Hélène Baril Hélène Baril
La Presse

Le renforcement des mesures sanitaires rendu nécessaire par le nombre de nouveaux cas de COVID-19, nettement plus élevé dans le monde que lors de la première vague, causera un net ralentissement de la croissance à la fin de 2020 et au début de 2021, estiment-ils.

Au Québec, la prolongation des restrictions jusqu’au 11 janvier affectera la croissance au quatrième trimestre. Le taux de chômage devrait augmenter encore et s’établir à 8,9 % à la fin de l’année. Le PIB reculera de 5,4 % cette année et rebondira à 4,7 % en 2021, selon Desjardins.

Au Canada, le recul de l’économie devrait être plus marqué cette année, à-5,7 %. « Le remplacement de la Prestation canadienne d’urgence (PCU) et de la Prestation canadienne d’urgence pour les étudiants (PCUE) par une bonification de l’assurance-emploi et certaines autres mesures ciblées pourraient se traduire par une réduction plus forte que prévu du revenu de certains ménages et ainsi affecter l’évolution des dépenses de consommation, préviennent les économistes de Desjardins.

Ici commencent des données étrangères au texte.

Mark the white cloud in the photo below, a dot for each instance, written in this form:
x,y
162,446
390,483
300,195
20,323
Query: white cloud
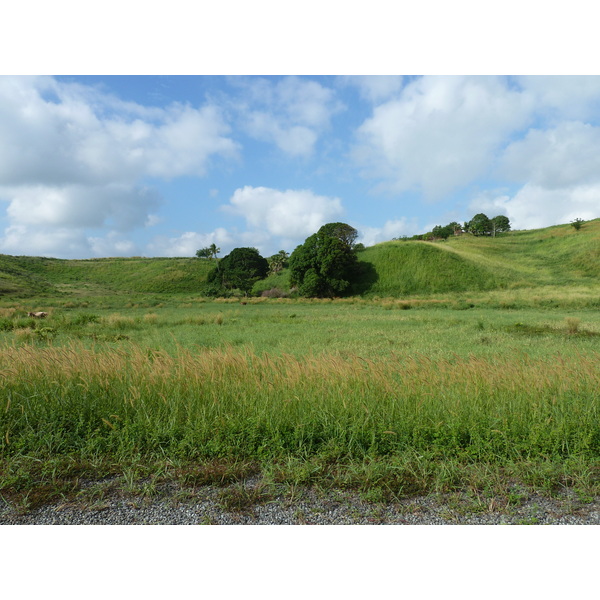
x,y
119,206
391,229
560,97
441,133
374,88
289,214
73,158
566,155
40,241
291,112
274,219
187,243
533,206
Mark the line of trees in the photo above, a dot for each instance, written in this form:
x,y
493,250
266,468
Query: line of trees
x,y
325,265
480,224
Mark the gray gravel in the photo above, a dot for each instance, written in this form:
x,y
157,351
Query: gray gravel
x,y
105,503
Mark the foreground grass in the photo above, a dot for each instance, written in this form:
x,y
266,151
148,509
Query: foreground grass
x,y
405,424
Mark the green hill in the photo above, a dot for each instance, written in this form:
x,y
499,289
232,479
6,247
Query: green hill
x,y
27,276
556,256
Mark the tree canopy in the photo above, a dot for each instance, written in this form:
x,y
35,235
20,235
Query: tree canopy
x,y
325,265
240,269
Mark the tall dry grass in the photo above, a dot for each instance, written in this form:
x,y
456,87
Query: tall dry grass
x,y
232,402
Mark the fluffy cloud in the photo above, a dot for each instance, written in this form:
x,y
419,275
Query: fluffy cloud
x,y
187,243
274,219
118,206
441,133
391,229
374,88
534,206
564,156
289,214
559,97
291,112
73,158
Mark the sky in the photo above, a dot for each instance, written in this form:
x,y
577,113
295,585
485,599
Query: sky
x,y
97,166
184,132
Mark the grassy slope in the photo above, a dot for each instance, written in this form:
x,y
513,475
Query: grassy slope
x,y
22,275
558,256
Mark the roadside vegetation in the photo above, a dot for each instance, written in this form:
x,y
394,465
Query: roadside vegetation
x,y
488,388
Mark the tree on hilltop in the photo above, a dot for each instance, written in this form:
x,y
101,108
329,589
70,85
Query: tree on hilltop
x,y
209,252
240,269
500,224
325,265
480,224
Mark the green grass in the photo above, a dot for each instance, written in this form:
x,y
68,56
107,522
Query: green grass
x,y
27,276
355,394
466,366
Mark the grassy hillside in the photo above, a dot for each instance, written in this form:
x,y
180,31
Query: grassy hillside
x,y
26,276
556,256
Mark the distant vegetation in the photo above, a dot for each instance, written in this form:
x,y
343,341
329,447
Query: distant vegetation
x,y
559,255
465,365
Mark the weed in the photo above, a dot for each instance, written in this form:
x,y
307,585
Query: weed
x,y
240,498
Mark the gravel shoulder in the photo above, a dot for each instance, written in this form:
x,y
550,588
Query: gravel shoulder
x,y
235,505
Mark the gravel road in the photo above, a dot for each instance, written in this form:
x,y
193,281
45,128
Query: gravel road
x,y
211,505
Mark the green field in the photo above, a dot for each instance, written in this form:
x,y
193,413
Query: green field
x,y
482,376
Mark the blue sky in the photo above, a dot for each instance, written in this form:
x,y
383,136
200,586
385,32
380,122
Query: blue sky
x,y
94,166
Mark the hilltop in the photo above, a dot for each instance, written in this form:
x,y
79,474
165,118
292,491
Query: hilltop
x,y
558,256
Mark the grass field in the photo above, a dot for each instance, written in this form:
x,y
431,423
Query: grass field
x,y
479,391
468,365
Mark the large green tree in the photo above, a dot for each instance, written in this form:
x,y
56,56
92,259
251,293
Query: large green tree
x,y
480,224
326,264
500,224
240,269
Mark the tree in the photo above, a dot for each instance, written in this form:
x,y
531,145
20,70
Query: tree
x,y
240,269
500,224
325,265
278,261
209,252
479,225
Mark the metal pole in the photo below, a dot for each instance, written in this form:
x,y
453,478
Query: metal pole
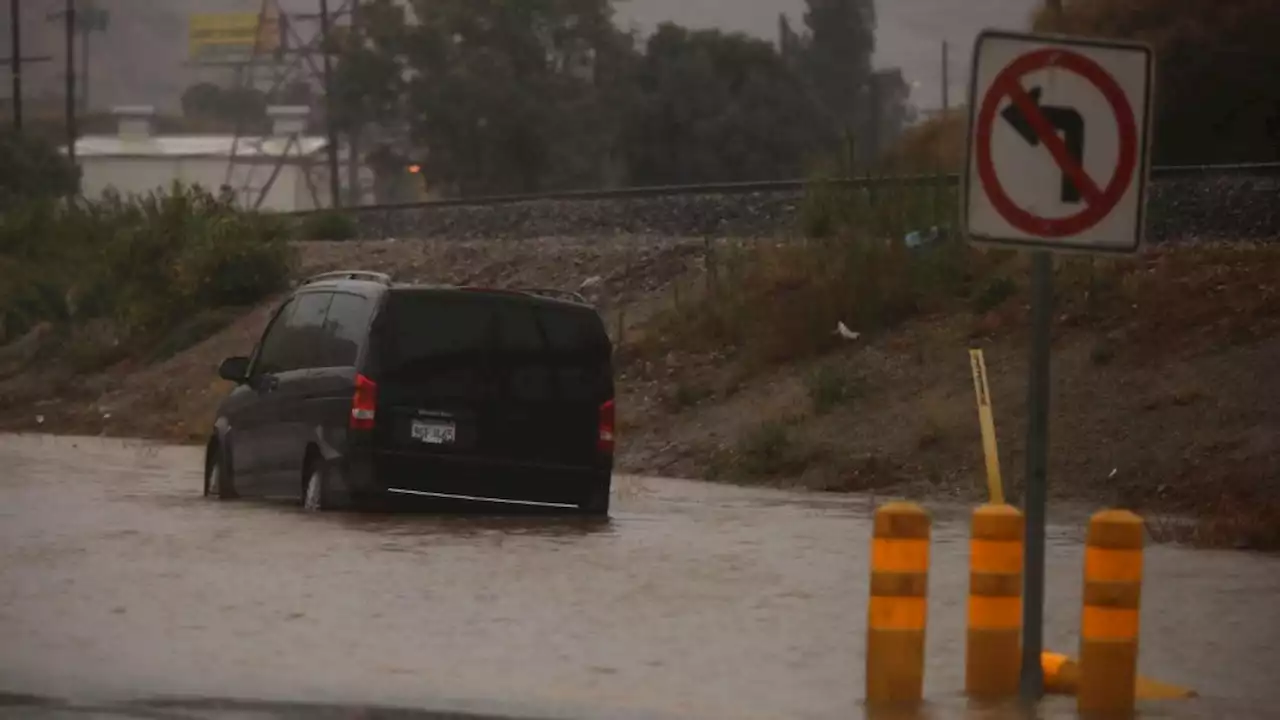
x,y
334,183
69,31
946,78
1036,495
1037,469
83,100
16,58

Aux États-Unis, la croissance de fin d’année sera ralentie par les nouvelles mesures sanitaires qui se multiplient dans les États. « Ces mesures pourraient freiner la croissance de la consommation à l’approche de la période des Fêtes », estiment-ils. Le PIB américain devrait retraiter de 3,5 % cette année et rebondira à 4 % l’an prochain. Desjardins a aussi ajusté ses prévisions pour tenir compte de l’élection de Joe Biden à la présidence américaine, qui pourrait se traduire par une augmentation des investissements publics.

Dans l’ensemble des pays avancés, le recul sera de 5,6 % cette année et de 3,9 % dans les économies émergentes. L’économie mondiale devrait renouer avec la croissance en 2021, grâce notamment à la probabilité croissante qu’un vaccin soit disponible.